A Christian worldview rejects Dualism. Dualism proposes two ways seeing and being in the world and that matters relating to faith, opinion and emotion are subjective and not based on facts and therefore exist in the sphere of individual conviction and personal belief (Edlin, 2009). That these are “sacred” issues with miniature place in the public milieu, while “secular” matters are those that science, observation and rationality can measure objectively as truth or false through scientific investigation. On the other hand, scripturally informed worldview takes a cosmogony perspective (Forsythe, 1991), in that the authority of God takes supreme over everything else (Wolters and Goheen, 2005); “over public opinion, over education, over child-rearing, over the media, and… all the powerful agencies in our culture by which our worldview is constantly being shaped” (p. 7). A Christian worldview also rejects, as a myth, the dualistic notion of neutrality proposes a Christian teacher’s responsibility of passing on the knowledge and philosophical constructs based on the authority of Scripture in all aspects of life.
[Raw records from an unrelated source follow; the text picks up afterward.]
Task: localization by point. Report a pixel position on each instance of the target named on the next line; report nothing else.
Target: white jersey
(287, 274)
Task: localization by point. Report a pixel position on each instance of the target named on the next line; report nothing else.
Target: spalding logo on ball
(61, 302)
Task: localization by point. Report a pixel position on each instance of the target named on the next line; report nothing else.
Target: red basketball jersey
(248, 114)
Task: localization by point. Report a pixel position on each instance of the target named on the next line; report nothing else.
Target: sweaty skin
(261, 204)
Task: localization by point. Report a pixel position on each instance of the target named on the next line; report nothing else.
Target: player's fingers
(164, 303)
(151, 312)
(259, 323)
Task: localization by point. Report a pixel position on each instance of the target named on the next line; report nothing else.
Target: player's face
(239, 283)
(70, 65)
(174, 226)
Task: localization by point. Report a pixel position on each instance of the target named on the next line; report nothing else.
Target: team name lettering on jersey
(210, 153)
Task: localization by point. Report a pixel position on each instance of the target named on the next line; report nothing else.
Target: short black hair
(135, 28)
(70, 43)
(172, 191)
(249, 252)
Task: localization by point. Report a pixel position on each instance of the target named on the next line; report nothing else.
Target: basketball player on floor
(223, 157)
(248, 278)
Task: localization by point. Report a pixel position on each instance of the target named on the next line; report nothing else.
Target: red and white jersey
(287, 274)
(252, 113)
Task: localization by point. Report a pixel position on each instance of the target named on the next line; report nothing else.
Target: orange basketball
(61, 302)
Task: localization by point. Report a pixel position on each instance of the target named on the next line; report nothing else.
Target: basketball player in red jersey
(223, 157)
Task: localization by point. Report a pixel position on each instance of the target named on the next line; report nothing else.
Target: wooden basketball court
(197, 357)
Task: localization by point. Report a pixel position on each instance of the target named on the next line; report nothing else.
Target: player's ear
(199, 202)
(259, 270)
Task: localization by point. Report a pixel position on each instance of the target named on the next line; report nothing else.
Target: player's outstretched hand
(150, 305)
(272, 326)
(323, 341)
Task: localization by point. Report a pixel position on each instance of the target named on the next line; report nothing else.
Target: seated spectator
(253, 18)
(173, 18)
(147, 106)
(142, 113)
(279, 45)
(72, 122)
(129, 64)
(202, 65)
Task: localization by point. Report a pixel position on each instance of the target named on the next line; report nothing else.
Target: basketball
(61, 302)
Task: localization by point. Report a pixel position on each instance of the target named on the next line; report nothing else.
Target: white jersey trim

From a Christian worldview perspective, teaching and learning begin and point to God. A Christian teacher can view education as a vital part of economic productivity but this productivity should not be the primary goal of education process To a Christian teacher in a secular school, his or her role is to engage culture truthfully and seeking the welfare of the school he or she works in. From a Christian worldview perspective, the Christian teacher recognizes that the world and all therein is a victim of the fall and in need of redemption. He or she therefore is tasked to bear the truth, who is Jesus Christ and therefore all his or her engagement are to be brought under the Lordship of Christ. From this point of view, the Christian teacher recognizes his or her colleagues as image bearers of God (Genesis 1.26-27), and seek to share the message of the Gospel with them.
From a Christian point of view, school resources are also fallen and should be critiqued in the light of the Scriptures. Revisionism for selfish interest is therefore unchristian. For a Christian teacher, truth is absolute and he is Jesus Christ. Fear of the Lord is the beginning of wisdom
From a Christian worldview perspective, the subjectivity that informs scholarship is, at its deepest level, religious in nature. That is, the paradigms and worldviews that mould theoretical thought have not merely evolved to maturity under historical, social, and cultural influences. Paradigms and worldviews are the product of that fundamental and directing power of the religious impulse which lies at the very heart of humankind as Apostle Paul asserts in his sermon in Athens recorded in Acts 17. Religion is not merely one more element of human subjectivity standing alongside all the others; it is what shapes and moves them all.
Christian worldview perspective also rejects the relativism that can rise from paying inordinate attention to the subjective elements in human knowledge and knowing. We believe that there is a given order of creation that can be known, and that we are called in our scholarly work to give a faithful account of what we can perceive of that order. Though our knowing never occurs in a vacuum, and though our knowledge is always partial and imperfect (epistemic humility), genuine insight into the order of what has been can be achieved when perceived from a biblically faithful worldview perspective (Edlin, 2009 pp. 4, 5).